Abhinav Chugh: Erik. Anything to add to that?

Erik Peterson: I'll be very brief. I think that the punishing extreme weather events that we see across the world right now make the question asked by our viewer all the more profound. And I think also we need to take that even more seriously in the light of what I think are increasingly parochial national policies with respect to broader economic policies and other national policies that influence our capacity to work together to address some of these big global issues that exist. And that, I think, is a challenge to the economics community to thinkof new and practical and innovative ways in which we can be even more helpful going forward and groups across the board in terms of thinking how communities can work together.

Abhinav Chugh: Thank you. I want to take one more question from a digital member, what is the current economic situation in India? Is it stagflation? Any insights to share on an India?

Erik Peterson: We're projecting, as I've suggested, a decline in inflation in major economies across the world. India clearly has some degree of inflationary drag right now, but we're projecting that it will restore significant levels of economic momentum relatively soon. So I think everyone needs to be concerned about prospect of stagflation. But in effect, I think we're on a route in India back to the kind of significant growth environment that we saw prior to the pandemic.

Abhinav Chugh: I just want to ask one last question from my side. What are the top three things that countries can do right now to to tackle inflation? Sandra, over to you on this one.

Sandra Phlippen: Yeah. Well, I think the the the painful measure is actually on top of the list, which is demand destruction, because if you have a well, it depends on the region. Okay. So if you have home grown inflation like in the US, I think the the activities by the Fed is basically the key policy prescription which is also taking place. It's also painful but necessary. If you have imported inflation like on the European continent, then there is no way around demand destruction. And then basically there are two policies that come with that. One is basically to let the demand destruction happen naturally. That comes from the price increases. But intrinsically intertwined with that policy, it should be protection of vulnerable households, everybody.

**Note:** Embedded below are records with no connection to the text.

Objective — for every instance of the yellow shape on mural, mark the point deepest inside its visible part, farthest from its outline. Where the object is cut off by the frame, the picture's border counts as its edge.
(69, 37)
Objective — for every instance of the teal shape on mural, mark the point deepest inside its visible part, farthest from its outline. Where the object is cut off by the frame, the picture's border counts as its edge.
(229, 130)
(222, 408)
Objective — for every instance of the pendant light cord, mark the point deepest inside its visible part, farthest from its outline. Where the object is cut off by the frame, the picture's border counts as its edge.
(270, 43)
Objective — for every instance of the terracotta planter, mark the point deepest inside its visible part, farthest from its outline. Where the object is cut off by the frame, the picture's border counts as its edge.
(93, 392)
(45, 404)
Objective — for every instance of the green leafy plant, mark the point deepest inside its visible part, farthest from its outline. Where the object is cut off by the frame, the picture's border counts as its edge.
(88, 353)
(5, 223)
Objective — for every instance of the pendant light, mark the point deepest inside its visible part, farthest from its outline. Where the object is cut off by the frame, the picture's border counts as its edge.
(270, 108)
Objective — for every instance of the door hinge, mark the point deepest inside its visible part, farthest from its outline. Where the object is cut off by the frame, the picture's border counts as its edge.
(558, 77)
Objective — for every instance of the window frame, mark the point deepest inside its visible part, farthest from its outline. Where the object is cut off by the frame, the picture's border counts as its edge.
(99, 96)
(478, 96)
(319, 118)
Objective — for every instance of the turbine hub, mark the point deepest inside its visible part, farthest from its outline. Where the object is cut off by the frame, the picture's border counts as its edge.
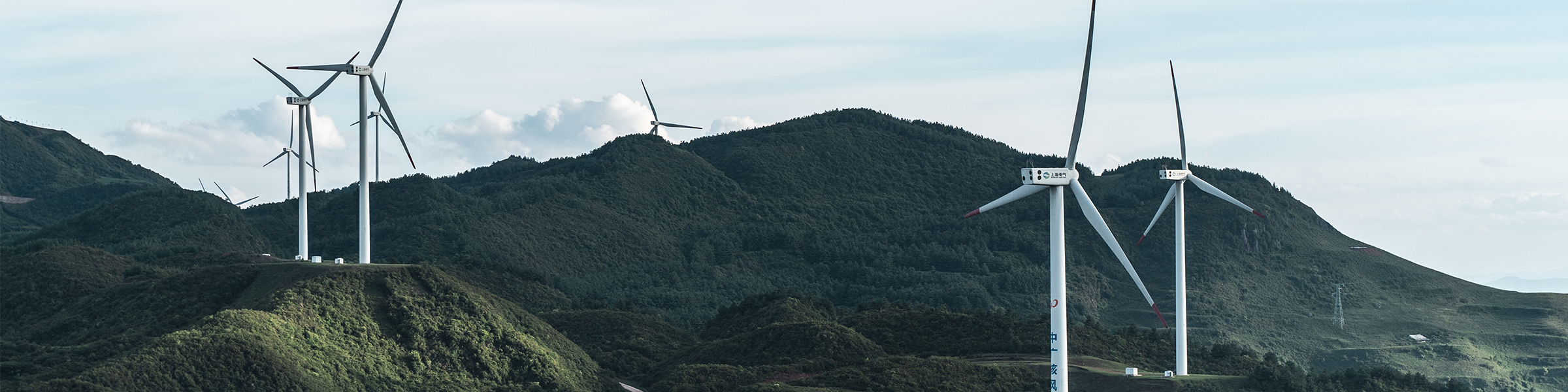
(1175, 174)
(1048, 176)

And that is not just the lowest income brackets, but with these energy bills, it should also be the lower middle incomes, I think. And to make sure that also people stay together in this and in this turbulence. And I think mainly for Europe, that is a major challenge with populist political forces strongly on the rise, notably in Italy. So this is another political challenge that the European continent has to face.

Abhinav Chugh: Erik, closing remarks on the top three things.

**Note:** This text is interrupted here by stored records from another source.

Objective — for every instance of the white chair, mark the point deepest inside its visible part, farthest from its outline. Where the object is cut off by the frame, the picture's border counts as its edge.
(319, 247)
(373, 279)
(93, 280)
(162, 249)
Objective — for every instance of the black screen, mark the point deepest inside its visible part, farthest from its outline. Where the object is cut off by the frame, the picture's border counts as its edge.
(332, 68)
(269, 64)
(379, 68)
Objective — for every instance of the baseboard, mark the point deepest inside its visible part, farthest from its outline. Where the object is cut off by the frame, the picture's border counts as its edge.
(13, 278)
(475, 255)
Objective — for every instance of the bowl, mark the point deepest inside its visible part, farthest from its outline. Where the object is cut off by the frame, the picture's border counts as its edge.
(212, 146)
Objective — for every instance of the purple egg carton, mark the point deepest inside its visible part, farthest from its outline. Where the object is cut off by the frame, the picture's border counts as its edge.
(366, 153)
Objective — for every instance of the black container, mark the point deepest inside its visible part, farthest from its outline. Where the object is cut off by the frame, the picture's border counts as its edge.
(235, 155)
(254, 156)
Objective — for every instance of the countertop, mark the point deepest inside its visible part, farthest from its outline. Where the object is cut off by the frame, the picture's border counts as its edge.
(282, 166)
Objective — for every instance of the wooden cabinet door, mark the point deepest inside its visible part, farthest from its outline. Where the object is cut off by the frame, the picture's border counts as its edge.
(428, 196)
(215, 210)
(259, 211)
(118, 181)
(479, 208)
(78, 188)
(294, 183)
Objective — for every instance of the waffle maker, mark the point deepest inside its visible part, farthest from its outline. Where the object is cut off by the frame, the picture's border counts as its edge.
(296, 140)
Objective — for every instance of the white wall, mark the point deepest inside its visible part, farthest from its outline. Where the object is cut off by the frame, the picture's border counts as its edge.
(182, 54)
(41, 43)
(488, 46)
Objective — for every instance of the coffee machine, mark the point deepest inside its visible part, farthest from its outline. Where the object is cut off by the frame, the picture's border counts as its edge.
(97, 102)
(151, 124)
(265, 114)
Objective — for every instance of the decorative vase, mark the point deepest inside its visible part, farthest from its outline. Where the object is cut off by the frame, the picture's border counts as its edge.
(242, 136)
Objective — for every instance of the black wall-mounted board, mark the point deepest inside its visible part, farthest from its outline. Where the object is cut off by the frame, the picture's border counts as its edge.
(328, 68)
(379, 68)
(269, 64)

Erik Peterson: Top three things. First, we cannot allow perceptions of future inflation to occur. We need to find ways to extricate that from our thinking. And if that requires new policy pathways then we need to find them.

Second is that policymakers at night need to lay awake worrying about broader stratifications that have come not only with the pandemic and not only with the turbulence, but to be sure with the current bout of inflation that we're encountering.

And then finally, and this builds on what Sandra said, please, please, let's not politicise the debate on inflation. We need to get through this now in a way that helps us all move the economic needle back to a more stable environment for a broader, more robust future growth.

And then we need to be thinking about the critical elements, the global elements like climate change, extreme weather of geopolitical issues, etc., as we go forward with this.